Nova lei da Greve

 
A nova lei da greve: equilíbrio ou retrocesso dos direitos laborais?
 
 
O XXV Governo Constitucional anunciou a intenção de reformular a legislação laboral, com especial atenção na “lei da greve” e na “organização do tempo de trabalho”.
Sob o pretexto de garantir maior equilíbrio entre direitos e atenuar a rigidez do sistema, o Executivo propõe alterações que, na prática, “fragilizam o direito à greve e desregulam o horário de trabalho”, pilares fundamentais das relações laborais em Portugal.

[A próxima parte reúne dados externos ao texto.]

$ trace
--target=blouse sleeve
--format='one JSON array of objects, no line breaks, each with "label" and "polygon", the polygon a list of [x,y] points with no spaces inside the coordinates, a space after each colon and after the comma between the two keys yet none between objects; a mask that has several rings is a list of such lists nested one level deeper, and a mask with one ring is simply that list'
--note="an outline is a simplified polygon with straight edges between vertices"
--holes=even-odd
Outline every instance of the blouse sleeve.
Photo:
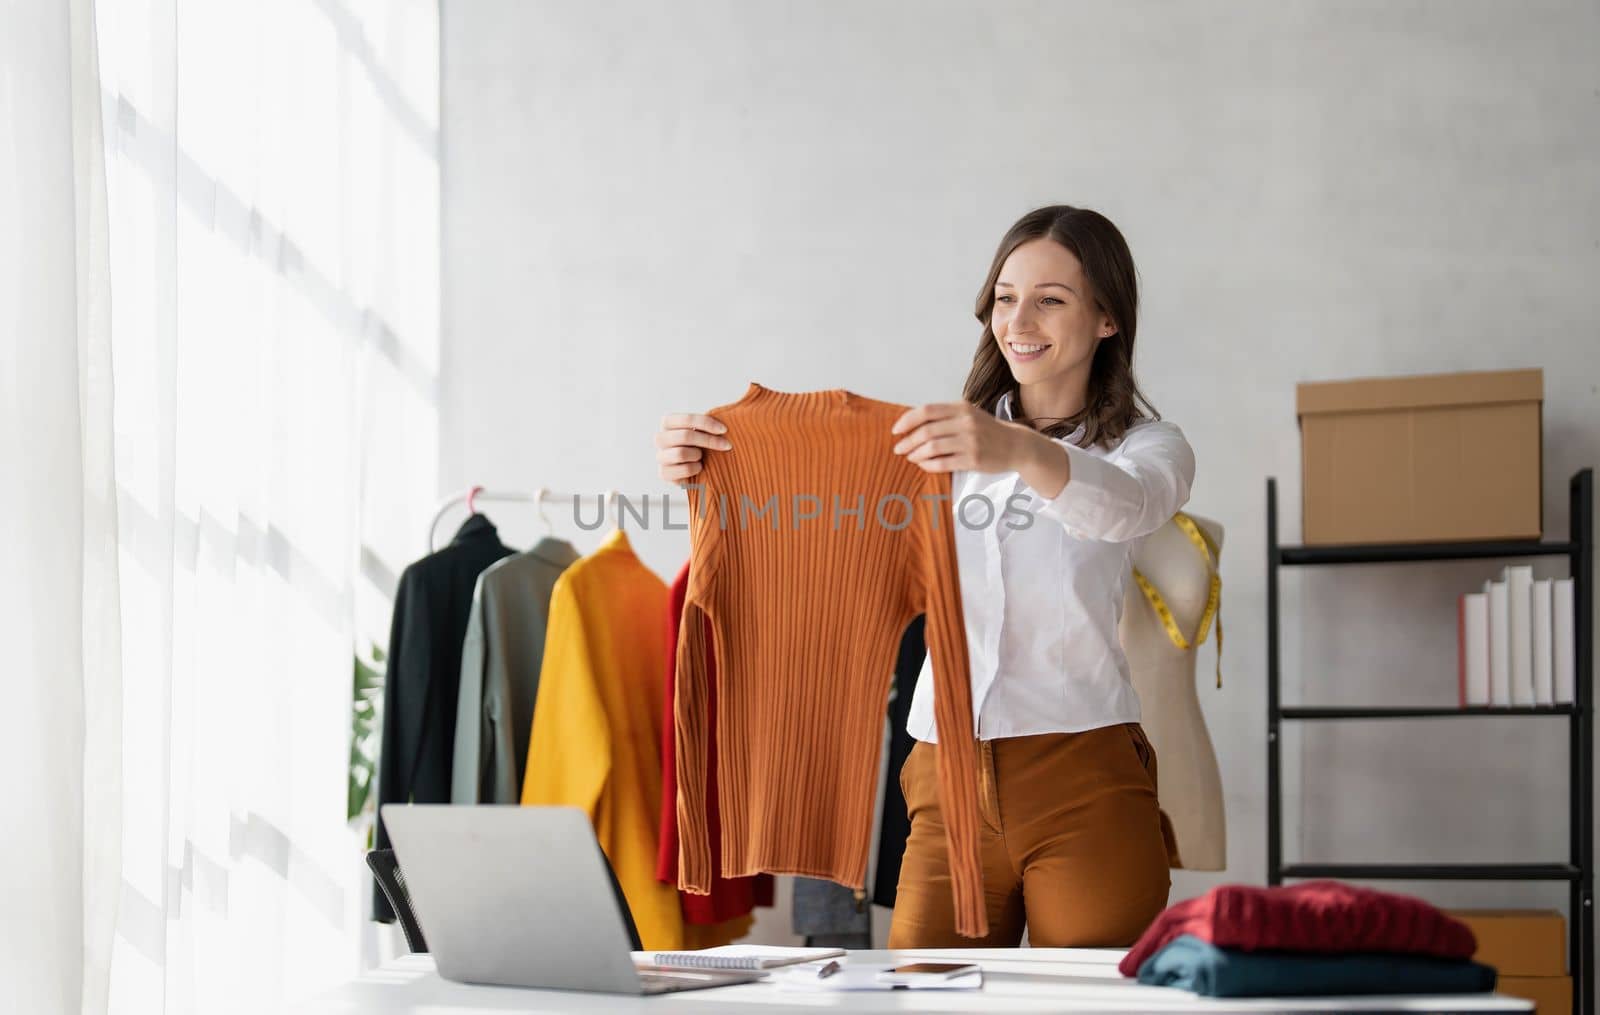
[{"label": "blouse sleeve", "polygon": [[1189,501],[1194,449],[1175,423],[1129,430],[1105,458],[1058,442],[1072,476],[1039,512],[1085,539],[1121,543],[1159,529]]}]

Segundo o primeiro-ministro, Luís Montenegro, o objetivo é garantir que “em todas as ocasiões haja serviços mínimos” para proteger o direito ao trabalho, à mobilidade e ao acesso a serviços públicos. No entanto, esta proposta colide com o artigo 57.º da Constituição da República Portuguesa, que consagra o direito à greve como um direito fundamental, cabendo aos trabalhadores definir os interesses a defender:
“É garantido o direito à greve. Compete aos trabalhadores definir o âmbito de interesses a defender através da greve.” — CRP, art. 57.º
A imposição de serviços mínimos generalizados, mesmo em setores onde não são legalmente exigíveis, transforma a exceção em regra e esvazia o impacto da greve como instrumento de pressão legítima. Esta medida representa, na prática, um reforço do desequilíbrio de poderes entre trabalhadores e empregadores, num contexto em que os primeiros já enfrentam precariedade, baixos salários e desrespeito pelas normas laborais.
O segundo eixo da proposta governamental visa a flexibilização dos horários de trabalho e do teletrabalho, permitindo transições “temporárias” entre regimes e ajustamentos salariais proporcionais.

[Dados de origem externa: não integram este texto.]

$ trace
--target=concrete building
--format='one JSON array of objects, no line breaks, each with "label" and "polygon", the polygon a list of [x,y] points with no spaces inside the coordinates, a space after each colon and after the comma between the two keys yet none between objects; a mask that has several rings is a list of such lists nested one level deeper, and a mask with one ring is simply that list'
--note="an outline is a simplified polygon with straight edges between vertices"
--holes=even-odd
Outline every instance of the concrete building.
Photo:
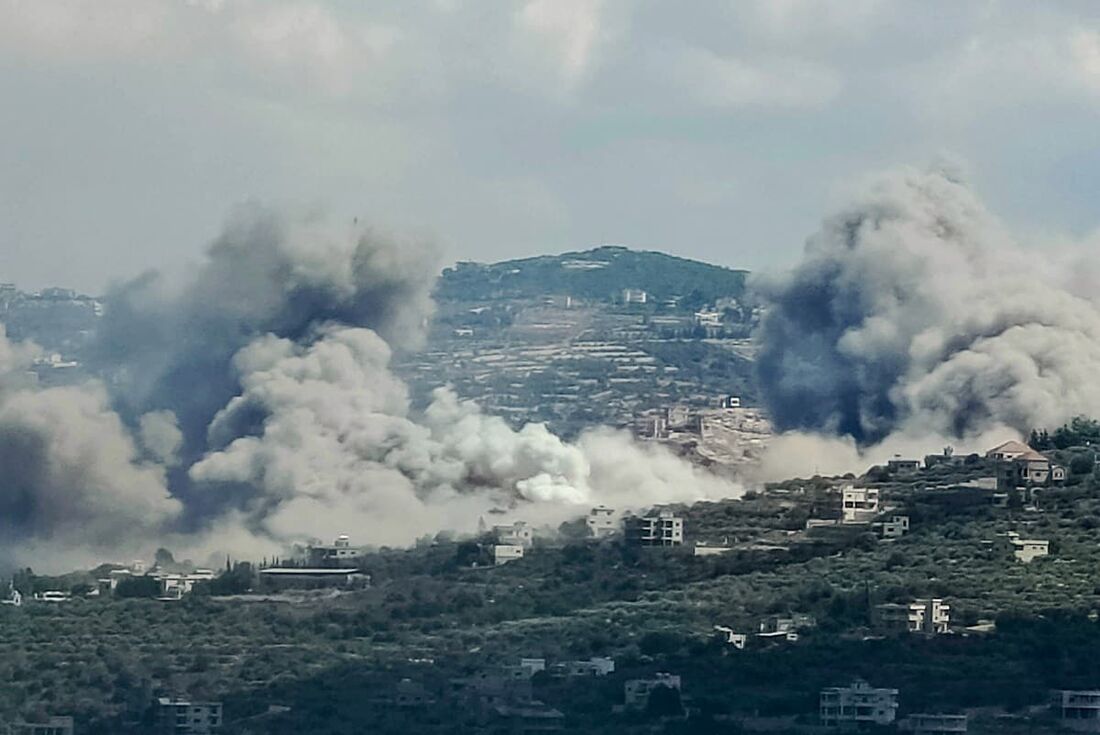
[{"label": "concrete building", "polygon": [[494,544],[493,545],[493,564],[500,566],[501,564],[507,564],[510,561],[523,558],[523,547],[512,544]]},{"label": "concrete building", "polygon": [[157,700],[156,722],[160,735],[208,735],[221,732],[222,703],[161,697]]},{"label": "concrete building", "polygon": [[1100,689],[1056,691],[1054,709],[1064,727],[1079,732],[1100,732]]},{"label": "concrete building", "polygon": [[935,733],[964,733],[967,729],[966,715],[912,714],[898,722],[898,730],[914,735],[934,735]]},{"label": "concrete building", "polygon": [[623,533],[628,543],[639,546],[680,546],[684,543],[684,519],[670,510],[628,516],[623,521]]},{"label": "concrete building", "polygon": [[821,690],[821,724],[829,727],[890,725],[897,713],[897,689],[878,689],[856,679],[850,686]]},{"label": "concrete building", "polygon": [[841,494],[843,523],[870,523],[879,512],[879,492],[872,487],[846,485]]},{"label": "concrete building", "polygon": [[721,637],[722,642],[733,646],[739,651],[744,651],[745,646],[749,642],[749,637],[744,633],[734,632],[733,628],[727,628],[724,625],[714,626],[714,630]]},{"label": "concrete building", "polygon": [[622,300],[624,304],[644,304],[649,301],[649,294],[640,288],[624,288]]},{"label": "concrete building", "polygon": [[1011,462],[1017,457],[1023,456],[1028,452],[1034,451],[1031,447],[1015,440],[1007,441],[1004,444],[998,444],[985,453],[986,459],[993,459],[998,462]]},{"label": "concrete building", "polygon": [[211,569],[196,569],[190,574],[154,574],[153,578],[160,585],[162,600],[181,600],[184,595],[191,594],[196,584],[209,582],[217,576]]},{"label": "concrete building", "polygon": [[800,630],[816,627],[817,620],[813,615],[806,615],[805,613],[795,613],[790,616],[771,615],[760,621],[758,635],[769,636],[797,633]]},{"label": "concrete building", "polygon": [[[0,725],[2,731],[3,725]],[[73,735],[72,717],[47,717],[43,722],[13,722],[7,729],[9,735]]]},{"label": "concrete building", "polygon": [[1050,542],[1042,539],[1025,539],[1018,534],[1010,534],[1009,543],[1012,544],[1012,555],[1024,564],[1050,554]]},{"label": "concrete building", "polygon": [[876,605],[874,622],[879,630],[887,633],[946,633],[951,623],[951,606],[939,598]]},{"label": "concrete building", "polygon": [[307,546],[306,564],[311,567],[354,567],[364,552],[361,547],[352,546],[348,536],[340,535],[331,546]]},{"label": "concrete building", "polygon": [[920,469],[919,459],[901,459],[895,457],[886,461],[886,469],[890,472],[898,475],[908,474],[910,472],[916,472]]},{"label": "concrete building", "polygon": [[893,516],[888,521],[875,524],[883,538],[901,538],[909,533],[909,516]]},{"label": "concrete building", "polygon": [[624,706],[628,710],[640,712],[649,704],[649,695],[658,687],[667,687],[680,691],[680,677],[675,674],[658,673],[652,679],[630,679],[623,684]]},{"label": "concrete building", "polygon": [[493,537],[497,540],[498,544],[503,544],[505,546],[522,546],[525,549],[531,548],[535,543],[534,532],[524,521],[516,521],[515,523],[503,526],[493,526]]},{"label": "concrete building", "polygon": [[542,702],[527,705],[499,704],[490,712],[488,731],[507,735],[538,735],[561,732],[565,715]]},{"label": "concrete building", "polygon": [[588,535],[592,538],[607,538],[619,532],[619,521],[615,517],[615,511],[604,505],[597,505],[588,511],[584,524],[588,527]]}]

Esta medida, apresentada como promotora do equilíbrio entre vida pessoal e profissional, abre caminho à adaptabilidade total do horário laboral, sem garantias de previsibilidade, descanso ou compensação adequada.
Recorde-se que o horário de trabalho é uma conquista histórica, obtida através de greves e lutas sindicais desde o início do século XX. A sua diluição ameaça o equilíbrio entre vida profissional e familiar e desvaloriza o tempo de descanso como direito humano e social.
O reconhecimento do direito à greve remonta à I República, com o Decreto de 1910, que, embora o consagrasse, também legitimava o lock-out patronal e o uso da força contra os trabalhadores. Só com os marcos legislativos de 1974, 1976 e 1977 — após o 25 de Abril — se consolidou o direito à greve como o conhecemos hoje.
A proposta atual, ao invocar a “modernização” e a “proporcionalidade entre direitos”, retoma uma lógica de contenção e repressão, disfarçada de equilíbrio institucional.
A história mostra-nos que os direitos laborais não foram oferecidos, foram conquistados. E se hoje são postos em causa, cabe-nos defendê-los com a mesma determinação.
É comum ouvir críticas aos efeitos das greves, inclusive por parte de trabalhadores, muitas vezes influenciados pelo discurso alarmista de setores patronais. No entanto, são frequentemente os próprios empregadores e o Estado que fomentam os conflitos laborais, ao incumprirem a lei, recusarem negociações e imporem condições indignas.
A preocupação com os prejuízos das greves não pode servir de pretexto para retirar aos trabalhadores o seu único instrumento de luta coletiva.
A saúde económica das empresas deve ser assegurada com base em justiça social, salários dignos e condições estruturais adequadas, e não à custa da exploração.
As reformas legislativas são bem-vindas quando promovem progresso. Mas quando surgem camufladas sob o disfarce de equilíbrio, com propostas que limitam o direito à greve e impõem horários adaptáveis sem salvaguardas, estamos perante um retrocesso social disfarçado de modernização.
É urgente que os trabalhadores, sindicatos e a sociedade civil estejam atentos e mobilizados. Porque defender o direito à greve é defender a democracia no local de trabalho.